The 29-year-old tennis star beat 15 other contenders including cycling's power couple Jason and Laura Kenny, Leicester City striker Jamie Vardy and Olympic gold medallist Mo Farah to clinch the top spot.
He claimed the 2016 award after winning Wimbledon, Olympic gold and finishing the season as the world's top-ranked tennis player.
As tension built, the Duke of Cambridge and athletics champion Jessica Ennis-Hill took to the stage to announce who had got the first, second and third spots at the ceremony in Birmingham.
Receiving the award in Miami, Murray thanked his wife and daughter "who won't know what this means yet", adding "maybe in a few years she'll appreciate it".
Speaking to the 12,000-strong audience he said: "I appreciate everyone's support and congrats to all of the athletes there tonight.
"It's been an amazing year for British sport and I'm very proud to be a part of it."
However the world number one joked he "had a bone to pick" with his wife after he said she had voted for Olympic showjumping gold medallist Nick Skelton who came third in the public vote.
Two-time Olympic triathlon champion Alistair Brownlee came runner-up to the tennis star, who beamed as he held the trophy aloft.
Scotland's First Minister Nicola Sturgeon extended her congratulations to the athlete tweeting: "Well done, Andy Murray!
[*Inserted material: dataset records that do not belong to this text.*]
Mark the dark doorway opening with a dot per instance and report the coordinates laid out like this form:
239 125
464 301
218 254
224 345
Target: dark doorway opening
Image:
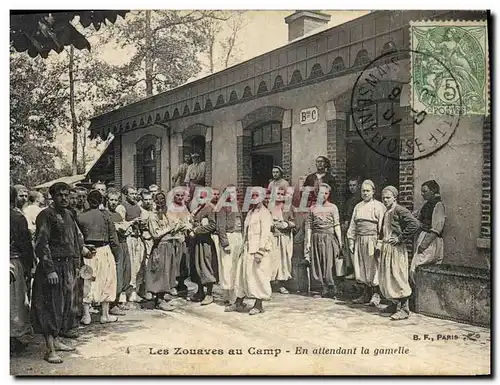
266 152
195 144
149 166
365 163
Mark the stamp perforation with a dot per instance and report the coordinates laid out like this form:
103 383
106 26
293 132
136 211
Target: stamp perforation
450 23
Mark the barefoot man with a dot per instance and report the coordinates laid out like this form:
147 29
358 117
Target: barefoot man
58 243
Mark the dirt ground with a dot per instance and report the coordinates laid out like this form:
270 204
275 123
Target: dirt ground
295 335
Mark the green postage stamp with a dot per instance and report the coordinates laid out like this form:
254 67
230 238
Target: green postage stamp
449 67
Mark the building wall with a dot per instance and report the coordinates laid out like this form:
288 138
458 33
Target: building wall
128 145
307 141
457 167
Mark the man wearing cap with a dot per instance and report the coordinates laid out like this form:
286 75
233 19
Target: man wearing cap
31 211
147 208
101 187
153 189
21 260
195 174
99 231
123 264
131 212
179 177
22 197
58 245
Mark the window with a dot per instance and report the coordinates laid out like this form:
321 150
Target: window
268 133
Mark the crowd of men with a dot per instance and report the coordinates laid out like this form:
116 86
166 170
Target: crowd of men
74 250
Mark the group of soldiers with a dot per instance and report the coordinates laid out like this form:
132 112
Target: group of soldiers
112 248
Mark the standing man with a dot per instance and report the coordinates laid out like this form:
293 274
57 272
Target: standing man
322 175
228 244
153 189
179 177
123 264
31 211
354 197
58 243
253 273
202 251
362 236
21 260
99 232
131 212
22 197
195 174
81 204
101 187
147 208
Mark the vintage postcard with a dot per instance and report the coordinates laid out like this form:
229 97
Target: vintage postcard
250 192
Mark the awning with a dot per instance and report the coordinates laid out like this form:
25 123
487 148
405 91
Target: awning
71 180
106 146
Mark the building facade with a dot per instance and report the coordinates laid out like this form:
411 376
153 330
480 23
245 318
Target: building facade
253 115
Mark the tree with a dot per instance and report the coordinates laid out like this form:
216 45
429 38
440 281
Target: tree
37 108
231 23
167 48
40 33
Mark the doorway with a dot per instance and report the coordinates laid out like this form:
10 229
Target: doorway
266 152
365 163
149 166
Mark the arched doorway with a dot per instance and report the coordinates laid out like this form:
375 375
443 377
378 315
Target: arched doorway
149 165
266 151
361 160
147 160
195 144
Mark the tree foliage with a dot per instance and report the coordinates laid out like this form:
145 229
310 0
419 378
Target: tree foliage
40 33
37 108
167 44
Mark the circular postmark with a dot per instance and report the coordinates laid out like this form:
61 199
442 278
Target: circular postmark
408 132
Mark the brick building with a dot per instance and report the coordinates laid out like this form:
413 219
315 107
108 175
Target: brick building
248 117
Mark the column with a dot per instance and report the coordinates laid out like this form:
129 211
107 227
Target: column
286 144
336 151
117 149
208 157
244 159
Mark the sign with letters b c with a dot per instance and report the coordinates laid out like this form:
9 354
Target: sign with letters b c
309 115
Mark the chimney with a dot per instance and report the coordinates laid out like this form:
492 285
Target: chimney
301 23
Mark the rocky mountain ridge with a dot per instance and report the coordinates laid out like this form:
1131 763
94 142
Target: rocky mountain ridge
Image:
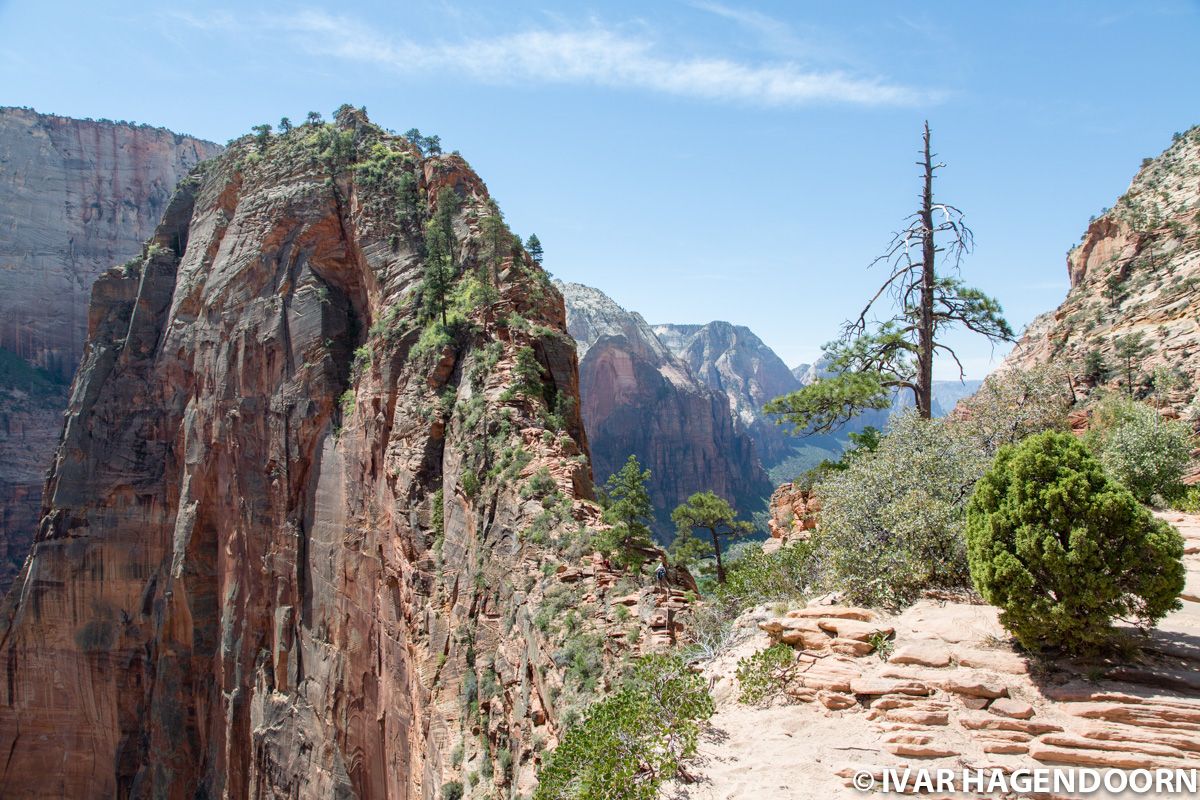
301 539
76 198
1134 290
732 360
640 398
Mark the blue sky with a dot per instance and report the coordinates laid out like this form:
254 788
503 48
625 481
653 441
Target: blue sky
696 160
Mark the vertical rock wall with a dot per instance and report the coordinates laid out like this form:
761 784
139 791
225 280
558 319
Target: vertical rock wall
297 535
76 198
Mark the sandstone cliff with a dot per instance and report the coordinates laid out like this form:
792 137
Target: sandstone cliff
76 198
640 398
1137 272
946 689
300 540
733 361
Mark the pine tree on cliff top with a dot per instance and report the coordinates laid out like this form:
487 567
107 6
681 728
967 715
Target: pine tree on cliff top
873 358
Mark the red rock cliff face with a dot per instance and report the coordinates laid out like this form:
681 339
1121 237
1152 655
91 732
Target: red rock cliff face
264 572
76 198
640 400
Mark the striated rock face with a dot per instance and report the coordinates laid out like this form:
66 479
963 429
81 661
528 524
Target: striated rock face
792 513
299 540
733 361
76 198
1137 271
640 398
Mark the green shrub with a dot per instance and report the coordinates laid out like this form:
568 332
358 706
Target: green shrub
1140 449
1017 403
1186 498
767 674
1063 549
755 577
625 746
892 522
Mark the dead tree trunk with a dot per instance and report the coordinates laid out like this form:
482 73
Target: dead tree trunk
924 390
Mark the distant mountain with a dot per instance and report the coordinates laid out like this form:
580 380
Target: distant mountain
640 398
733 361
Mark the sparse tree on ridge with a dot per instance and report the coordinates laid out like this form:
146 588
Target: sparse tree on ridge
439 256
1131 348
873 358
706 511
629 511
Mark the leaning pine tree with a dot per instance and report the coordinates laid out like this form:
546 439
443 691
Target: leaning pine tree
874 358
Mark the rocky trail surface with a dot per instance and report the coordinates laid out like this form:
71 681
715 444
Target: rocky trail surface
951 693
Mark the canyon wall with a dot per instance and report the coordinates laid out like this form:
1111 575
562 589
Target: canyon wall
733 361
76 198
1134 282
640 398
301 539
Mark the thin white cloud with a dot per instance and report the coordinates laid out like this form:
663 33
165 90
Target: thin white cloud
595 55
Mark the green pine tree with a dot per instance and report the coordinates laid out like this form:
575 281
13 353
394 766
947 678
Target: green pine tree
705 511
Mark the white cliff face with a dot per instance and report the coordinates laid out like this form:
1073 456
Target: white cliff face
593 314
736 362
1134 274
640 398
76 198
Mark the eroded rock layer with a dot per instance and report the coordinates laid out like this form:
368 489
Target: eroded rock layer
297 531
76 198
1134 289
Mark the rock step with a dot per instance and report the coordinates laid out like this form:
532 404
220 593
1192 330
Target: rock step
1054 755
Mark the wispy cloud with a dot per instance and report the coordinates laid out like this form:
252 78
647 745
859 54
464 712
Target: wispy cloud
593 55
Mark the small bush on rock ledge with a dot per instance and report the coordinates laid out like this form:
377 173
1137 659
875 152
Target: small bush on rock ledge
1063 549
630 743
892 522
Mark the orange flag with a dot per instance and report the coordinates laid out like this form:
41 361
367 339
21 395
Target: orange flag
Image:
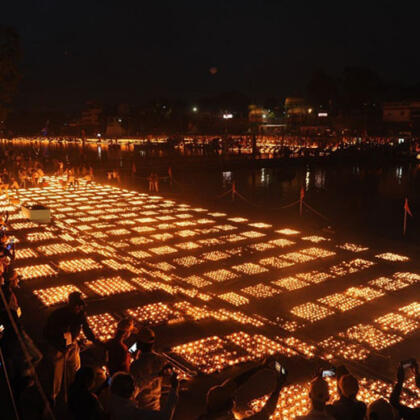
406 208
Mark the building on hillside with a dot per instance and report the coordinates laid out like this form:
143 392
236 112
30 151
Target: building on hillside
403 115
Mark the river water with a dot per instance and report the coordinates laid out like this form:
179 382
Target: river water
365 197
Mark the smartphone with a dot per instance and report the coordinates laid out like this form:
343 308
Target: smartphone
133 348
328 373
407 363
279 368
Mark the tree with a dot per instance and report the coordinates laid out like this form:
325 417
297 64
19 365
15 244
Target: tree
321 89
9 67
359 87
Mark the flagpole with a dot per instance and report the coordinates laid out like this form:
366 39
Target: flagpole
302 193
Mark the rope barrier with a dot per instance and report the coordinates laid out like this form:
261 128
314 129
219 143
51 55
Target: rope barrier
316 212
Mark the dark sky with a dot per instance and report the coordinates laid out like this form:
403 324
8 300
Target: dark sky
130 51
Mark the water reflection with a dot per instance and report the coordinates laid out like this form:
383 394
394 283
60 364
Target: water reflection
226 179
307 179
320 176
399 174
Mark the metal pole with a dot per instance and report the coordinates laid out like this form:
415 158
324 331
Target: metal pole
12 397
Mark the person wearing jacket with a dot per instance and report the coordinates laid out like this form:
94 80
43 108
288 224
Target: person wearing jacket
62 330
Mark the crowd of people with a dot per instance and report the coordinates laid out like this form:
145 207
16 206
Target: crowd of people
129 382
126 377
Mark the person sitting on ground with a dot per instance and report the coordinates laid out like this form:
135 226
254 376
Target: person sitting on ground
147 369
380 410
118 356
82 402
405 412
123 405
61 332
11 283
7 248
319 395
31 405
347 407
221 402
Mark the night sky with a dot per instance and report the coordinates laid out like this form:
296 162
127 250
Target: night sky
131 51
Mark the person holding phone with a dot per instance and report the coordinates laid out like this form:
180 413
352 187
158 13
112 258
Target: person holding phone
405 412
148 371
220 401
347 407
118 356
319 395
BBC Sports Personality of the Year for a record third time ... and thoroughly well deserved."
Fellow SNP politician Alex Salmond joined her, posting: "A huge congratulations to @andy_murray, the first man to win the @BBCSPOTY treble", while Kensington Palace tweeted that the achievement was "another milestone in an incredible sporting career".
Following the Scottish athlete's success, bookmaker Coral announced it had suspended betting on him being knighted in the New Year honours list.
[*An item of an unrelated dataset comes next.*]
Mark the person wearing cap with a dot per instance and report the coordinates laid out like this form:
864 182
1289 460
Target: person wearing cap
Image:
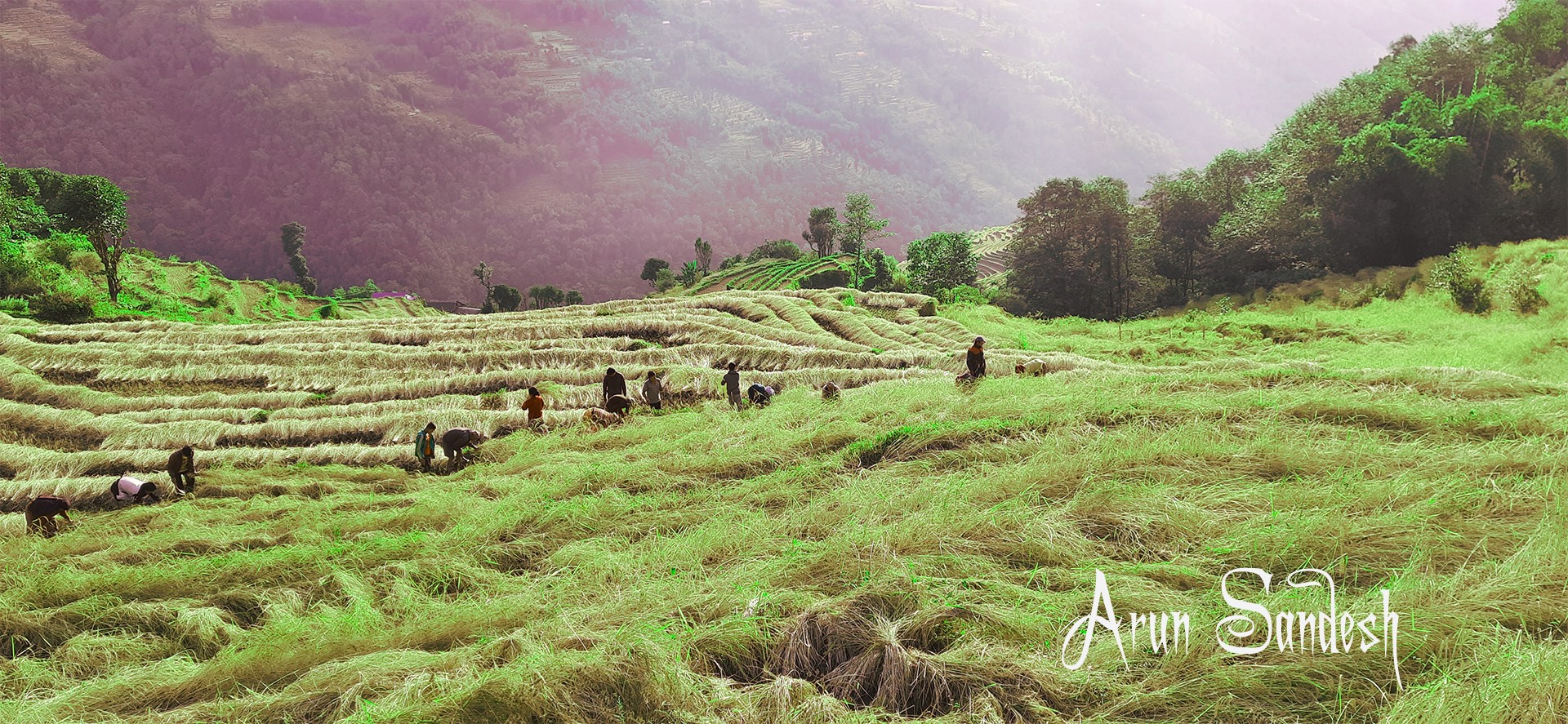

Swimmer Michael Phelps got the royal seal of approval as the Duke of Cambridge presented him with the lifetime achievement award after capping his career with five Olympic golds in Rio.
William said it was a "particular privilege" to be able to hand him the accolade, telling the swimmer: "You are one of the greatest sporting icons this world has ever had.
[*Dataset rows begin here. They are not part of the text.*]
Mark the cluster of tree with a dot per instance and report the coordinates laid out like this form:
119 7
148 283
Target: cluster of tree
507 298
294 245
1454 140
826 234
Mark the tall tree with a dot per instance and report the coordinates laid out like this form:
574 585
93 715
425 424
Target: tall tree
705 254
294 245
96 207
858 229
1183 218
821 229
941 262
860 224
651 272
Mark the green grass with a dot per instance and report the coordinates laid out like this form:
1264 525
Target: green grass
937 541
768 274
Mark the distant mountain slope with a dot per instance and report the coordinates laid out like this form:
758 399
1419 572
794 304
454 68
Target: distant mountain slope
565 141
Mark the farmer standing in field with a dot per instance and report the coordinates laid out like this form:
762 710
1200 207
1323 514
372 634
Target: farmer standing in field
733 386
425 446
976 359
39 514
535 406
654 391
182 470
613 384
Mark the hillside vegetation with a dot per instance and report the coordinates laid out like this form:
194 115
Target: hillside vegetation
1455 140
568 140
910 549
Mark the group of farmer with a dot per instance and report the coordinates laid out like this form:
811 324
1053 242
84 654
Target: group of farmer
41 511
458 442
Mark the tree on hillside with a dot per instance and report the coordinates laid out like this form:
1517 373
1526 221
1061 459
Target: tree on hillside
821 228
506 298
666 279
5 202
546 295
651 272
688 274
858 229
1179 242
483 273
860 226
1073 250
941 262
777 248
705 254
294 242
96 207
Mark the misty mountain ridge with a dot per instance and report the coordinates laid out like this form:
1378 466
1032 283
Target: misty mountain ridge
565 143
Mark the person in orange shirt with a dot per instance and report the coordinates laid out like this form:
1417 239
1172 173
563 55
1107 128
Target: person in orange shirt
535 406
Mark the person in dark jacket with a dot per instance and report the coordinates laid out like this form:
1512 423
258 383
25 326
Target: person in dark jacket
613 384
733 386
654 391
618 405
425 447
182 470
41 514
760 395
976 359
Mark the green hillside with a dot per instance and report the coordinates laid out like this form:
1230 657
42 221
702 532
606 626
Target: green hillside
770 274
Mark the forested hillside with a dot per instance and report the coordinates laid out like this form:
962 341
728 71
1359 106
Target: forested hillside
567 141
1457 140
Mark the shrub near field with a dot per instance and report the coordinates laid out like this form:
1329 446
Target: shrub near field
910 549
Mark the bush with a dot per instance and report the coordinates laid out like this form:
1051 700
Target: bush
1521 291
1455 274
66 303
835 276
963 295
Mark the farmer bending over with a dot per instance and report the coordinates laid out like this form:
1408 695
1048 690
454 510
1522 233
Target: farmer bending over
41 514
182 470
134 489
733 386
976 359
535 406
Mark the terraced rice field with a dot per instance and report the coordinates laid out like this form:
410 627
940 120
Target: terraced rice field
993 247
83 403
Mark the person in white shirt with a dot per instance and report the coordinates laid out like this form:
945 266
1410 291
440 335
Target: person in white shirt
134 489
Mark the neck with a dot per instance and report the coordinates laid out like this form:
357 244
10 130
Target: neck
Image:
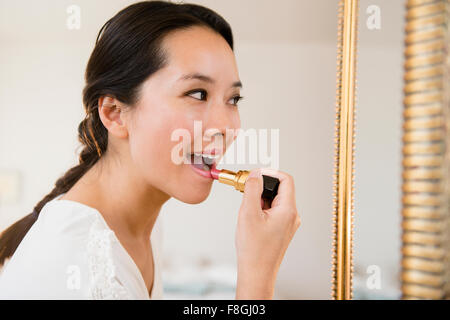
128 204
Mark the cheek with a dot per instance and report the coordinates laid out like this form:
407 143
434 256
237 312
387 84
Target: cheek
151 142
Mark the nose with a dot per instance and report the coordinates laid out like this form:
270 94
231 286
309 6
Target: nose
220 121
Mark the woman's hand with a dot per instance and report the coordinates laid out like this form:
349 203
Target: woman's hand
263 234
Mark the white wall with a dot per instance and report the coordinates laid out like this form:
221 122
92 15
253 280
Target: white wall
286 54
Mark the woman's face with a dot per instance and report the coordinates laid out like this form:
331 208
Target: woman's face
162 132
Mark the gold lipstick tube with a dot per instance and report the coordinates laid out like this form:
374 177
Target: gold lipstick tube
238 179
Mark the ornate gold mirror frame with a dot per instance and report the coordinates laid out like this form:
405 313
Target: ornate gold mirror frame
342 266
425 195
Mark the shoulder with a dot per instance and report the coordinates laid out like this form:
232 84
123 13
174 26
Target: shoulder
67 254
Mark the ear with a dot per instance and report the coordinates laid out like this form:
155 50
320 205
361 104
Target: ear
111 115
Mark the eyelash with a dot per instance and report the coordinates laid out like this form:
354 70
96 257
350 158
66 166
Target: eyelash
238 97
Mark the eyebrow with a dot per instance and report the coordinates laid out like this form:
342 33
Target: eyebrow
202 77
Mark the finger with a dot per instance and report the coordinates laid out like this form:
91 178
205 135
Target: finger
253 190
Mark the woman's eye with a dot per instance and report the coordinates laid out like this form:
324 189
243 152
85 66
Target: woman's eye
198 94
236 99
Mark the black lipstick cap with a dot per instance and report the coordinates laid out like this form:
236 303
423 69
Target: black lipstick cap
270 189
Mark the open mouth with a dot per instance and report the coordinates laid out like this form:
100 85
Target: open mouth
202 161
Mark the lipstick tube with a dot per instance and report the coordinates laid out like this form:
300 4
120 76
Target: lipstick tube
238 179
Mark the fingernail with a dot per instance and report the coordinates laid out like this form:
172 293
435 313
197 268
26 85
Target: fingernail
255 174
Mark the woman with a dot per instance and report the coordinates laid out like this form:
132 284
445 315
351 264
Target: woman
156 67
"And your 23 gold medals - never mind all the other colour - pales into sheer superhuman history.
"Hopefully your retirement gives somebody else a chance now," the Duke finished jokingly, after the crowd stood to cheer the US athlete.
The swimmer responded by saying: "It's an honour to stand in front of these athletes, to be able to hear the stories from everybody, to watch what they go through and to be able to hear the goals and the dreams that they have and them not giving up.
"Thank you, this means absolutely the world to me," he added.